Jak przyznaje właścicielka sklepu, latem klienci sięgają również po przekąski, najlepiej nieczekoladowe. Są to różnego rodzaju wafelki, paluszki, ciasteczka jak również chipsy. A na półkach widnieją znane marki takie jak Lay’s, Crunchips, Przysnacki, Jutrzenka, Bahlsen, Lajkonik, Lubella oraz Aksam.

W Szczytnie w sklepie pani Agnieszki Jurczak w okresie wakacyjnym handel ma się bardzo dobrze, jest to najlepszy okres na zyski. Co prawda i w tym mieście mniejsi detaliści mają ogromną konkurencję w postaci marketów ale nadrabiają dzięki temu, że zwykle są bliżej klienta. W sklepie Marko klienci przede wszystkim kupują napoje, piwo, wody. Jak przyznaje pani Agnieszka, ciężkie rzeczy klienci wolą kupić blisko domu. Sklep znajduje się na osiedlu domów jednorodzinnych. „W pobliżu znajduje się także fabryka i pracownicy robią zakupy do pracy. W tym przypadku dobrze rotują dania gotowe w słoikach, kiełbasa czy wędlina, różnego rodzaju konserwy. Również okoliczni mieszkańcy często grillują, więc u nas w sklepie węgiel czy brykiet to artykuły obowiązkowe. Oprócz tego bardzo dobrze w moim sklepie rotują słodycze i lody. Wydaje mi się, że w okresie letnim ludzie mają więcej środków finansowych i mogą sobie pozwolić na więcej. W związku z tym sięgają po słodycze, lepsze kawy czy lody. Artykuły na śniadanie, pieczywo, nabiał, wędliny jak również papierosy to codzienne zakupy” – opowiada detalistka.

„Dodatkowo w sklepie mamy kolekturę, ludzie przychodzą grać w lotka, a dzięki temu przy okazji robią zakupy. W okresie letnim mamy więcej klientów, ponieważ  są to często osoby odwiedzające rodziny mieszkające w okolicy. I u nas w sklepie odczuwamy ich obecność” – opowiada pani Agnieszka.

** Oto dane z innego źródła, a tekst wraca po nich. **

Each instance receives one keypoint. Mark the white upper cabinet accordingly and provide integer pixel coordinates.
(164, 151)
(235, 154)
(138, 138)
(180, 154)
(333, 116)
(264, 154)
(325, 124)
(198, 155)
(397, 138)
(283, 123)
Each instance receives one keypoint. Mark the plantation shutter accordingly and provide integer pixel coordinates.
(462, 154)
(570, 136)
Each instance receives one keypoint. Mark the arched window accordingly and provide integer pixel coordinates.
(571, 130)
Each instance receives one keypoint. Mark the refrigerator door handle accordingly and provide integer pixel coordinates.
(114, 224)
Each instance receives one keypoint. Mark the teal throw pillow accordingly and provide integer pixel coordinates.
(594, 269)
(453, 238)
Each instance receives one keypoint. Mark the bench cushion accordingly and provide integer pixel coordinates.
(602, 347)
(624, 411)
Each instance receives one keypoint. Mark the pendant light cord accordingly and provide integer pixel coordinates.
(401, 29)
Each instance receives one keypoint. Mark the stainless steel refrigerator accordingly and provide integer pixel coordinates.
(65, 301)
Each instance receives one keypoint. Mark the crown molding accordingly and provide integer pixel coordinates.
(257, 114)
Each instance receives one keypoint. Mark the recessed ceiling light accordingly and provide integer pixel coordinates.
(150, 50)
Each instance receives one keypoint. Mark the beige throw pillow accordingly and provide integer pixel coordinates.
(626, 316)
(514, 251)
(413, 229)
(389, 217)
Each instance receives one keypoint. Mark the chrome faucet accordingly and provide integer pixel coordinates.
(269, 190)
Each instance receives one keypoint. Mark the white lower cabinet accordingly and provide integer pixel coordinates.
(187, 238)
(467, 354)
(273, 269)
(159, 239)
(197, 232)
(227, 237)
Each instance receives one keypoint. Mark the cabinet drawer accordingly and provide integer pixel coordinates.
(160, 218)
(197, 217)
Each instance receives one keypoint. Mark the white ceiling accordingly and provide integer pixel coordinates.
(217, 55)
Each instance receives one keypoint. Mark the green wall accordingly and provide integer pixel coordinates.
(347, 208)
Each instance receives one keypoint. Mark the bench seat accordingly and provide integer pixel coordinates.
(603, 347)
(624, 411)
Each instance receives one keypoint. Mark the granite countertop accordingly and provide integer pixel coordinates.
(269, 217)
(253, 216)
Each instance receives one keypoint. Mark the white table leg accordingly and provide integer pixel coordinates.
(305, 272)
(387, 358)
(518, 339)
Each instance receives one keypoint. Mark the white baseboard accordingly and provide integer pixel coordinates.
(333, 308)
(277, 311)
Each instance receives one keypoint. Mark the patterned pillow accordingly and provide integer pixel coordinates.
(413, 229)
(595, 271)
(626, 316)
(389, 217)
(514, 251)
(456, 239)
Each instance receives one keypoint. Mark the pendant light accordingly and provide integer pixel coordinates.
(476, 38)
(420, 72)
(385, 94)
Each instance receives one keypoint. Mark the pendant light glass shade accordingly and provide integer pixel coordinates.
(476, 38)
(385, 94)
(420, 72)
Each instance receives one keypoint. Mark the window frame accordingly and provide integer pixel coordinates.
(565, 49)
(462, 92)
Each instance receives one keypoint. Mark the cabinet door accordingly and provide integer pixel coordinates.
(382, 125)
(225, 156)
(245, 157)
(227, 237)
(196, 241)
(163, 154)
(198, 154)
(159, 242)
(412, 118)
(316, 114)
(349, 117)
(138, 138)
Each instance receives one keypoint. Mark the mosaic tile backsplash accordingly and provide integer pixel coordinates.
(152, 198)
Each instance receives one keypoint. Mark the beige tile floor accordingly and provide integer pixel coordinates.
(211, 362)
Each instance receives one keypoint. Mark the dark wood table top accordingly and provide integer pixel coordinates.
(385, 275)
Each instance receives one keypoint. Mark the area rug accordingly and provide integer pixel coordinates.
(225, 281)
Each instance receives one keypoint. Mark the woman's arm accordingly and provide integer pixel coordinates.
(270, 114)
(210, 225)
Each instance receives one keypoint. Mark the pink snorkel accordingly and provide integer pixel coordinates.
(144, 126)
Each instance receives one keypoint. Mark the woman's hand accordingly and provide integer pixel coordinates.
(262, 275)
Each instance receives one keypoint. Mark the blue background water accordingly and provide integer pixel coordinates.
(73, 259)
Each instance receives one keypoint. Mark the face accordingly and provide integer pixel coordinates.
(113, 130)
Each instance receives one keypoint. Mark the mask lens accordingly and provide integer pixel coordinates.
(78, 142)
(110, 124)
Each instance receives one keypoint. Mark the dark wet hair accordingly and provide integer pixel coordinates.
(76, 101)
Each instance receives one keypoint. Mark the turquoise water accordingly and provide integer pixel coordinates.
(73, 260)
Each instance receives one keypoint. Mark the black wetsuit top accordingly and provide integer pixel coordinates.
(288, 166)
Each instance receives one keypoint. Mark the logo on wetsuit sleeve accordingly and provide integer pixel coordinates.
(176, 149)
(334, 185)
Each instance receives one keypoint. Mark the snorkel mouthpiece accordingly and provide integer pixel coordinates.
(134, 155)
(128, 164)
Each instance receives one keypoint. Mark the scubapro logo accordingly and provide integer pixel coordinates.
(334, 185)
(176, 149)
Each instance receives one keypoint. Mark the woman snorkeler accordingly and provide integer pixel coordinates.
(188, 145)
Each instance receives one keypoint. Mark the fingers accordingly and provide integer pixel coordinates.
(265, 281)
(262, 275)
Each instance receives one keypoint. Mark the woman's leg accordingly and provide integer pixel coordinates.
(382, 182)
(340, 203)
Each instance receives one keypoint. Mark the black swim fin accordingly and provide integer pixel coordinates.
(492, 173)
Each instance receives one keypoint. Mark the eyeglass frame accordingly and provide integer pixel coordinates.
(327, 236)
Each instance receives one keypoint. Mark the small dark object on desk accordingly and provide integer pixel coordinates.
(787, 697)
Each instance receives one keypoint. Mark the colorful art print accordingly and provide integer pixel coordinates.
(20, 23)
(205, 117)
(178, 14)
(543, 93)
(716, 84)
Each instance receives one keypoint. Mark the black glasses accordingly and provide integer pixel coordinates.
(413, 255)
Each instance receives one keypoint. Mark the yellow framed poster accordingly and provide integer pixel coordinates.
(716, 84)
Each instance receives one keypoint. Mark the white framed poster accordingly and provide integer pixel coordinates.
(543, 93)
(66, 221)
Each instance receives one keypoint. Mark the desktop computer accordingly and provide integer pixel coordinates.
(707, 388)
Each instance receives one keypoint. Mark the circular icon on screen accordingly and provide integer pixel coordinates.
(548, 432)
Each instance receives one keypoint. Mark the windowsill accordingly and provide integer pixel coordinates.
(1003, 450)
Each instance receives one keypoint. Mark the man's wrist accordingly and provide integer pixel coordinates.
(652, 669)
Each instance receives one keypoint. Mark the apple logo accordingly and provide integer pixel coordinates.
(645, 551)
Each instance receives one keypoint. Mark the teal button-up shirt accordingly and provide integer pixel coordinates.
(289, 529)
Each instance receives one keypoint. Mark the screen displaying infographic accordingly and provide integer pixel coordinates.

Wśród dań gotowych w słoikach w szczytnowskim sklepie dominuje marka Danie Kachny. „Z piw ostatnio klienci najczęściej sięgają po Tatrę i Żubra. Chociaż nie są to stałe wybory, preferencje się zmieniają w zależności od ceny czy promocji. Wymiana kapsli na piwo cieszy się największym zainteresowaniem. Natomiast z piw smakowych numerem jeden jest Warka Radler cytrynowa” – wyjaśnia właścicielka sklepu.

Podstawą w sklepie Marko w okresie letnim są także przekąski.  „Wśród chipsów dominuje marka Lay’s. Z ciastek paczkowanych najchętniej klienci sięgają po Jeżyki, Oreo, Hit czy Familijne. Również klienci w moim sklepie mogą kupić ciasto, które cieszy się bardzo dużym zainteresowaniem na weekend. Grillowy asortyment to u nas przede wszystkim kiełbasa, kiszka i kaszanka. A do tego pieczywo, gdzie wybór mamy naprawdę spory, bo zaopatrzenie pochodzi z 4 piekarni. Z majonezów, ketchupów i musztard wyróżniają się marki takie jak: majonez Kętrzyński, ketchup Włocławek, musztardy Roleski i Kamis.

Kolejną kategorią osiągającą wzrost sprzedaży latem są słodycze. „Kinder Chocolate, Kinder Bueno, wafelki Góralki czy Grześki oraz różnego rodzaju żelki – po te artykuły dzieci sięgają najczęściej” – dodaje właścicielka sklepu.

W mieście czy w małych miejscowościach turystycznych handel kwitnie, a detaliści mogą liczyć na sowite zyski. Wystarczy tylko dobrze wyeksponować produkty i zapewnić ich stałą dostępność. A gdy temperatura na dworze osiąga wysokie wartości należy szczególnie zwrócić uwagę na odpowiednie przechowywanie produktów wrażliwych na temperaturę.